Hemoglobin becomes electroactive upon interaction with surface-protected Au nanoparticles.

In this work, we report on the electrochemical behavior of bioconjugates prepared with gold nanoparticles (AuNP) capped with three different molecular layers (citrate anions, 6-mercaptopurine and ω-mercaptoundecanoic acid) and the protein hemoglobin (Hb). Freshly formed bioconjugates are deposited on a glassy carbon electrode and assayed for electroactivity.
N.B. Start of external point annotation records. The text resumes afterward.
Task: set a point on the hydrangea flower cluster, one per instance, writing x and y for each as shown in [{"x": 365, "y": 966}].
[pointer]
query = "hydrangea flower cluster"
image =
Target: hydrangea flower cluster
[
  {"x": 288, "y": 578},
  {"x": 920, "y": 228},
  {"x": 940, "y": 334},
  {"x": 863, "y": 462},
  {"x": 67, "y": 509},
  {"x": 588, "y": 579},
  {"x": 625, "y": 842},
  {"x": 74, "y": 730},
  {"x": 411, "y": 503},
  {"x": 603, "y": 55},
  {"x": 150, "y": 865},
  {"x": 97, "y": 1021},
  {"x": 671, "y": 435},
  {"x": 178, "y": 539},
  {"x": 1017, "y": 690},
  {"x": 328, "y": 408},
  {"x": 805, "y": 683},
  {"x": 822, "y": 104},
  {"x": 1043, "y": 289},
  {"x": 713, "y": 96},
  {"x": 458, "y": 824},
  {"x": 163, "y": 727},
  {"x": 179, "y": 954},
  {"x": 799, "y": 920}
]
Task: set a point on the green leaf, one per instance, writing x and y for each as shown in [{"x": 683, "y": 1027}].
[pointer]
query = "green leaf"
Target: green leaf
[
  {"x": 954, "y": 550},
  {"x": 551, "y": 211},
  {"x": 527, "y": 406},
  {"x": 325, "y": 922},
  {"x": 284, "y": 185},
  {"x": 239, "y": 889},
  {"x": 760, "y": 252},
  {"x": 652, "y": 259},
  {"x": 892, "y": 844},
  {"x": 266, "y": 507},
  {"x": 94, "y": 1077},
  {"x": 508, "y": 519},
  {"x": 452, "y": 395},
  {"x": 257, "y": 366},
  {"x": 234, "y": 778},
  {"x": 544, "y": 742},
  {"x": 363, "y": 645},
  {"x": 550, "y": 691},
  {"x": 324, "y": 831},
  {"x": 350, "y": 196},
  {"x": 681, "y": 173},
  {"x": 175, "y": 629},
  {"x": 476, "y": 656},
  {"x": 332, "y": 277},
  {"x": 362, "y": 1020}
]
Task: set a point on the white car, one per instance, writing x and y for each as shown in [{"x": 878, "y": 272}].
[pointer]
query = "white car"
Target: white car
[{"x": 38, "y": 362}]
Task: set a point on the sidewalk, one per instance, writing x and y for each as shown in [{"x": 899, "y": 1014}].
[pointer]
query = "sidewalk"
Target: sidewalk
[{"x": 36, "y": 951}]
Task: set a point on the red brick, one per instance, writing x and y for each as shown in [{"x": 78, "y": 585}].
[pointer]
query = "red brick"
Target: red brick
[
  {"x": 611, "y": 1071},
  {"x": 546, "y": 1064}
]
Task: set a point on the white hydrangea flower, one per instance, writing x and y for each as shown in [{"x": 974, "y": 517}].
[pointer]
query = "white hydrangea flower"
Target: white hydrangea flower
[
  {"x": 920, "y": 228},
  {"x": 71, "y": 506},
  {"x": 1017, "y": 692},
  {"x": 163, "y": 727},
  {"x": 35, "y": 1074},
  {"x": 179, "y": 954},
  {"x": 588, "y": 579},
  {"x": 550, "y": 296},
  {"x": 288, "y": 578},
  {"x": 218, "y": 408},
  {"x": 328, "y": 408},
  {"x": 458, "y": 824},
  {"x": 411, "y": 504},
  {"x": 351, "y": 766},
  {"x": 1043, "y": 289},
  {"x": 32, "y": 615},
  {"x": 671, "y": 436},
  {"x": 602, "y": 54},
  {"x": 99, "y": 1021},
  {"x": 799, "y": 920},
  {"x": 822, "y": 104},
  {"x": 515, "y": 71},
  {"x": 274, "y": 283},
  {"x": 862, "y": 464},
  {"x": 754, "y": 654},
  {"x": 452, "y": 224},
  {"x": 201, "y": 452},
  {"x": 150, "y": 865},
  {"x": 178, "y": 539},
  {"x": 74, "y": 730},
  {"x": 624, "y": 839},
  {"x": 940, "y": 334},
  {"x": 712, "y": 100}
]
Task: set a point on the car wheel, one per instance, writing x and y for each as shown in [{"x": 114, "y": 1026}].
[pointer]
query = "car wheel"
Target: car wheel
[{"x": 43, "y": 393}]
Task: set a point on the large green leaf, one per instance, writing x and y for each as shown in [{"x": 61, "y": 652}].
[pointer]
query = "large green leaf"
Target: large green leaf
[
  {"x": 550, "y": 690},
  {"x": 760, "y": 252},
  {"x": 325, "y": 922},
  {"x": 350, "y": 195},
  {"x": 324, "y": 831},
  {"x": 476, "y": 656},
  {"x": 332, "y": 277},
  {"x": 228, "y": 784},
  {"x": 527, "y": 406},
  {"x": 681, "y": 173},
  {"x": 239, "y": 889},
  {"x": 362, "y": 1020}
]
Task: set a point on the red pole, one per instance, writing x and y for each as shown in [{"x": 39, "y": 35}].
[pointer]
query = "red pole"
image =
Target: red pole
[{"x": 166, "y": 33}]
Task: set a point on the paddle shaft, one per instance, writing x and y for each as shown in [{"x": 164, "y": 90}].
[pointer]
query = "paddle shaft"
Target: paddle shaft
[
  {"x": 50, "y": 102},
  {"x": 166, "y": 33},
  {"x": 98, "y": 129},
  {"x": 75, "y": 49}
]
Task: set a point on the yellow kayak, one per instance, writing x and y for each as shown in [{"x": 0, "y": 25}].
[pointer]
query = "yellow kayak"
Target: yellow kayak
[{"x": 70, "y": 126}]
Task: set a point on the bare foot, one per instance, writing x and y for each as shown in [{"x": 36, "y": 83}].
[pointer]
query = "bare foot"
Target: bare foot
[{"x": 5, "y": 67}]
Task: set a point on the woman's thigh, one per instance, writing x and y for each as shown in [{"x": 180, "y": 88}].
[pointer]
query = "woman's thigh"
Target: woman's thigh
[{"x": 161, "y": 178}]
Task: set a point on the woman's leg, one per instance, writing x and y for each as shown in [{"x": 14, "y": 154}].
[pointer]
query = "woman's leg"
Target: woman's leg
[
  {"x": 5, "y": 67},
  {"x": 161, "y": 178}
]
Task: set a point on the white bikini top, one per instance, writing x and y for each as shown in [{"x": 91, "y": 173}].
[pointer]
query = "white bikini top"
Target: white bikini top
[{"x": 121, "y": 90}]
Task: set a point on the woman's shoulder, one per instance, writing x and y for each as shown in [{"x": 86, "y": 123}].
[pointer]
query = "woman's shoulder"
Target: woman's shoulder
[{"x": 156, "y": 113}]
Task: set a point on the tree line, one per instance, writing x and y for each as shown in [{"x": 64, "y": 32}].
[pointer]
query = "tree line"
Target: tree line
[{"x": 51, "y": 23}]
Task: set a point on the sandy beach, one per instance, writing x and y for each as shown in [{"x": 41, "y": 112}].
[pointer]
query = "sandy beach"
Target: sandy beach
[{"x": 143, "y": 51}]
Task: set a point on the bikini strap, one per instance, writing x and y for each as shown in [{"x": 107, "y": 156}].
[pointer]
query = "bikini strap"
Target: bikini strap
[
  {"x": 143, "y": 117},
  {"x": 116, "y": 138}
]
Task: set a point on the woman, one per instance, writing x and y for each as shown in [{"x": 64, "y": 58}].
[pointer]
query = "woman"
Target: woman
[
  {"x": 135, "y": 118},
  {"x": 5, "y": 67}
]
A pair of redox peaks with formal potential at -0.37V is obtained, in contrast with the free Hb protein that is inactive on the glassy carbon substrate. The redox response is typical for quasi-reversible processes allowing the determination of the electron transfer rate constant for the three bioconjugates. Additional evidence of the structural integrity of protein upon forming the bioconjugate is obtained by monitoring the electrochemical response of the Hb heme Fe(III)/Fe(II) redox couple as a function of solution pH. Moreover, the Hb forming the protein corona around the AuNPs show good electrocatalytic activity for the reduction of hydrogen peroxide and oxygen. It has been found that only the first layer of Hb surrounding the AuNPs are electroactive, although some part of the second layer also contribute, pointing to the role of the AuNP in the electrochemical response.